Figure 6. VLA map of the jets and cocoon in the distant radio galaxy 3C 341 at 4.9 GHz. Note the narrowing of the cocoon to the right of the figure, and the irregular brightness distribution of the jets (data of A.H. Bridle and E.B. Fomalont, in preparation). |
2.3.1 SPIRAL GALAXIES Several Seyfert galaxies (for a review and references, see 282) with 1021.5 < Ptot1.4 < 1023 W Hz-1 have S-shaped kiloparsec-scale radio structures that may be low-thrust jets being bent and disrupted by the ram pressure of a rotating gas disk. If this is correct, the radio sources in Seyfert spirals may differ from those in ellipticals and QSRs mainly by (a) the smaller power output of the central "engine" and (b) the inability of their jets to escape from the dense, rotating interstellar medium (ISM) of a spiral disk. Interpreting the Seyfert sources as continuous jets (282) is not yet obligatory, however (264).

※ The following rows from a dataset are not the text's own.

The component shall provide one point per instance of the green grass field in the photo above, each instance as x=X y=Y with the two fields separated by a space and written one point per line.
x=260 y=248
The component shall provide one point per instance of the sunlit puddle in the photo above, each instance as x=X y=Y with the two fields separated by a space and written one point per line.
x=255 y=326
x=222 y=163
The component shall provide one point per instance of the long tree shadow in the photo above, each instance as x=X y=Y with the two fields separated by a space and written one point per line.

Several edge-on spirals with unusually bright compact cores (121, and references therein) also have radio features extending from their nuclei apparently near the galactic minor axes. The features are as yet too poorly resolved to meet our criteria for jethood (Section 1.2), but if they do result from nuclear activity, they could be weak analogs of jets in elliptical galaxies.

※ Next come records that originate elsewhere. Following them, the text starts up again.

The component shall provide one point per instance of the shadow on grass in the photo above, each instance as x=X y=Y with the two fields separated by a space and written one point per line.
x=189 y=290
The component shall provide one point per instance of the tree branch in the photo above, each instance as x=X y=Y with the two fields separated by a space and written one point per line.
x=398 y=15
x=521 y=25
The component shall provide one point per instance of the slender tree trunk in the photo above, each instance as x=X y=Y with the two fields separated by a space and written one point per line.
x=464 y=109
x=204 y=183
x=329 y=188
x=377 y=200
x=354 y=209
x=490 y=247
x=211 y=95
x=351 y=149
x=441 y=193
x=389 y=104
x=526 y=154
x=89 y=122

2.3.2 GALACTIC JETS The S-shaped structure of Sgr A West (36, 84) and its relation to the velocities of the [Ne II] lines in the region can be interpreted as the result of collimated outflow from the galactic center at ~ 300 km s-1 (35, 84). The extent to which Sgr A West is a weak parsec-scale analog of more active galactic nuclei is unclear, however; the S-structure has a thermal spectrum (unlike extragalactic jets; Section 4.2), and models involving tidal distortion of infalling clouds also fit the data (84). The binary star SS 433 has the only astrophysical jet whose velocity (0.26c) and precessional geometry relative to us are unambiguous (for reviews and references, see 120, 154). Both the ~ 100 light-day scale of the known radio structure and its typical radio luminosity (Ptot1.4 = 1015.8 W Hz-1) are much less than those of extragalactic jets, but SS 433 allows us to observe the evolution of synchrotron-emitting plasma in precessing supersonic jets directly. There is also evidence for bipolar, and perhaps well-collimated, outflows from star-forming regions in dense molecular clouds - see (55) and (232) for reviews and references. The ability to measure velocities, densities, and temperatures in and around these nearby flows may help to test models of extragalactic jet production and propagation (133, 207).